Penrice Castle (Castell Pen-rhys) is a 13th-century castle near Penrice, Swansea on the Gower Peninsula, Wales. Nearby is a neo-classical mansion house built in the 1770s. The mansion is a Grade I listed building, and the surrounding gardens and park is also listed at Grade I on the Cadw/ICOMOS Register of Parks and Gardens of Special Historic Interest in Wales.

==History==
Penrice Castle is the 13th-century successor to a strong ringwork to the south east, known as the Mountybank. It was built by the de Penrice family, who were given land there for their part in the Norman Conquest of Gower. The last de Penrice married a Mansel in 1410 and the castle and its lands passed to the Mansel family. The Mansels later bought Margam Abbey and made it their main seat, while retaining their Gower lands. The castle was damaged in the 17th-century English Civil War.

The stone castle is a large, irregular hexagon with a round keep on the west side, to which were attached two other towers and a partial mantlet or chemise wall. At the north-west corner is a twin square-towered gatehouse with another tower inside. The ground falls away steeply to the north, east, south and south west, where there are various other turrets, though not scientifically disposed. The whole structure is now in a dangerous condition, but the south wall can be seen from the footpath that runs past the 18th-century mansion on the estate, immediately to the south.

It entered into the possession of Edward Hancorne following his marriage to Elizabeth, daughter of Thomas Mansel of Penrice Castle, in 1707. His eldest son Thomas inherited the lands upon his father's death.

The mansion built in the 1770s by the neo-classical architect Anthony Keck for Thomas Mansel Talbot (1747–1813) of Margam and Penrice, is itself Grade I listed and among the finest country houses in Wales. While the mansion was being built, the surrounding park, also Grade I listed on the Cadw/ICOMOS Register of Parks and Gardens of Special Historic Interest in Wales, was laid out in about 1773–76 by William Emes, a follower of Capability Brown. The mansion was built to house Thomas Mansel Talbot's collection of antiquities and works of art. He visited Italy between 1769 and 1773 and bought antiquities from Thomas Jenkins, Gavin Hamilton and Giambattista Piranesi, including a Minerva with bronze helmet and a funerary monument (now in the Courtauld Institute, London). He also bought modern furniture by Albacini and Valadier and contemporary sculpture by Johan Tobias Sergel, and commissioned busts of himself and Pope Clement XIV from Christopher Hewetson (the latter now in the Victoria and Albert Museum, London). In addition he bought paintings by Rembrandt and Jacob Philipp Hackert, and drawings by Nicolas Poussin. His collections were shipped from Italy in 1772 and 1775 and displayed after his marriage in 1792. Much of the collection was later transferred to Margam Castle in Wales, and sold at auction in 1941.

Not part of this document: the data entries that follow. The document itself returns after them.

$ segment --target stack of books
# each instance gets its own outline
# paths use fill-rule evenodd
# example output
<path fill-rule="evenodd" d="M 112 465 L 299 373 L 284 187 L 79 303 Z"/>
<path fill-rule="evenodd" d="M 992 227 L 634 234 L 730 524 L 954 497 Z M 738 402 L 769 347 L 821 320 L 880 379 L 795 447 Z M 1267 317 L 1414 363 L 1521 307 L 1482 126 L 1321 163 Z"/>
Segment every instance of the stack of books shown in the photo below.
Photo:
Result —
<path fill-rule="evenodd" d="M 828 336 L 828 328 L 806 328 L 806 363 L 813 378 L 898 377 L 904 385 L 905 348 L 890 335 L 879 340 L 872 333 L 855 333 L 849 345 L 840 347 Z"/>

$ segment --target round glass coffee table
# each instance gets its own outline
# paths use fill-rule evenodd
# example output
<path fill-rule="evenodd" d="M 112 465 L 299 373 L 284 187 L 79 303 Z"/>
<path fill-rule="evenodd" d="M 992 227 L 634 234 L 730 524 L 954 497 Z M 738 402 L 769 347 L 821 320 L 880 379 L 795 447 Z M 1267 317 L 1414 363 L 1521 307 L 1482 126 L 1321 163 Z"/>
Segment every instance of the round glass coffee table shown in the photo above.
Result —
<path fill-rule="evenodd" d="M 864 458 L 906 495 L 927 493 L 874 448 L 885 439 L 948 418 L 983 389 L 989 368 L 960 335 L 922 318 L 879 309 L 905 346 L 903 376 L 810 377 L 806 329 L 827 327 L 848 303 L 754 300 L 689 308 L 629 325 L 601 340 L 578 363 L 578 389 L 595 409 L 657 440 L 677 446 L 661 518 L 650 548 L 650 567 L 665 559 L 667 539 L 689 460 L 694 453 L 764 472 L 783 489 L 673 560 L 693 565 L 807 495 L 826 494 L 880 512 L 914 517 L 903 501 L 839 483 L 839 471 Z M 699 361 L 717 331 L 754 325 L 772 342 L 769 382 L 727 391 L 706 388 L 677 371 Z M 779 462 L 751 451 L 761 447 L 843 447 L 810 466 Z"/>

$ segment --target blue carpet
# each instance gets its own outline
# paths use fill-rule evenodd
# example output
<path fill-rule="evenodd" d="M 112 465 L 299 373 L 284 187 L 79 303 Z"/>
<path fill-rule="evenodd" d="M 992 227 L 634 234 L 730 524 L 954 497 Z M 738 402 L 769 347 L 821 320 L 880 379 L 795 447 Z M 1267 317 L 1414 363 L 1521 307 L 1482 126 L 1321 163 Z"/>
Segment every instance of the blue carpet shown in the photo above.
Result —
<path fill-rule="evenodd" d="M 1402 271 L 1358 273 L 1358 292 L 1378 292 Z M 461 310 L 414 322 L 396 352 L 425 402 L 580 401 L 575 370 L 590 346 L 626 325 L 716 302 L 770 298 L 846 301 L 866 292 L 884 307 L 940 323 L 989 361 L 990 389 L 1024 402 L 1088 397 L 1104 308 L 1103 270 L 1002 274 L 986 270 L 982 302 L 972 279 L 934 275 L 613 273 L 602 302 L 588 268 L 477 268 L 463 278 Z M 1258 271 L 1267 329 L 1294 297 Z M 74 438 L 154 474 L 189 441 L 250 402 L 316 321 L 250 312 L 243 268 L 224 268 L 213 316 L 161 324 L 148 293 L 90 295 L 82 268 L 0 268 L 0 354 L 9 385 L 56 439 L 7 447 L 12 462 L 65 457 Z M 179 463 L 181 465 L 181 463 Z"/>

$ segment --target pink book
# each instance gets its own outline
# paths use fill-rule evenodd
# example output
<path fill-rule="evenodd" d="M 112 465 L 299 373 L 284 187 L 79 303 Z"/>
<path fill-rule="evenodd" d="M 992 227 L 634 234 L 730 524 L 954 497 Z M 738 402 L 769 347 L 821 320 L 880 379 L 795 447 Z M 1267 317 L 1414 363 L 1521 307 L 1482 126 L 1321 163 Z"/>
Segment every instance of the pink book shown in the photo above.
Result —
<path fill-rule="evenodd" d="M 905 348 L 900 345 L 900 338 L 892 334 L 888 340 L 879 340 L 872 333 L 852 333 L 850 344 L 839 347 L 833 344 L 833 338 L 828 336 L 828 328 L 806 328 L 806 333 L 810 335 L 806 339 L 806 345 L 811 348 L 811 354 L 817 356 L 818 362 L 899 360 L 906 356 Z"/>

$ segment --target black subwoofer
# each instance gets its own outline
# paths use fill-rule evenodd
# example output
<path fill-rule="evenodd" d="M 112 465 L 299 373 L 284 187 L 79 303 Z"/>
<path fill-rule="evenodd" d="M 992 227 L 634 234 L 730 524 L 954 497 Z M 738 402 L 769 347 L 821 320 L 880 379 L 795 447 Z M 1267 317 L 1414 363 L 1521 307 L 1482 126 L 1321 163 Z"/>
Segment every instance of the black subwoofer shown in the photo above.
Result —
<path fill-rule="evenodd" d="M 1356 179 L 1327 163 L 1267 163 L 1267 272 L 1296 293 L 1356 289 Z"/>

Information on the Penrice household and family in 1799–1806 and after appears in the published diaries and correspondence of a Scottish-born governess, Agnes Porter. This was collated by Joanna Martin, after finding the source materials in the castle attic in about 1973.

The mansion is now inhabited by the Methuen-Campbell family, who are direct descendants of the de Penrices.

The name Penrice Castle was borne by Castle Class locomotive No. 5057 of the Great Western Railway. The name was transferred to locomotive No. 5081 in 1937 and further transferred to No. 7023 in 1949.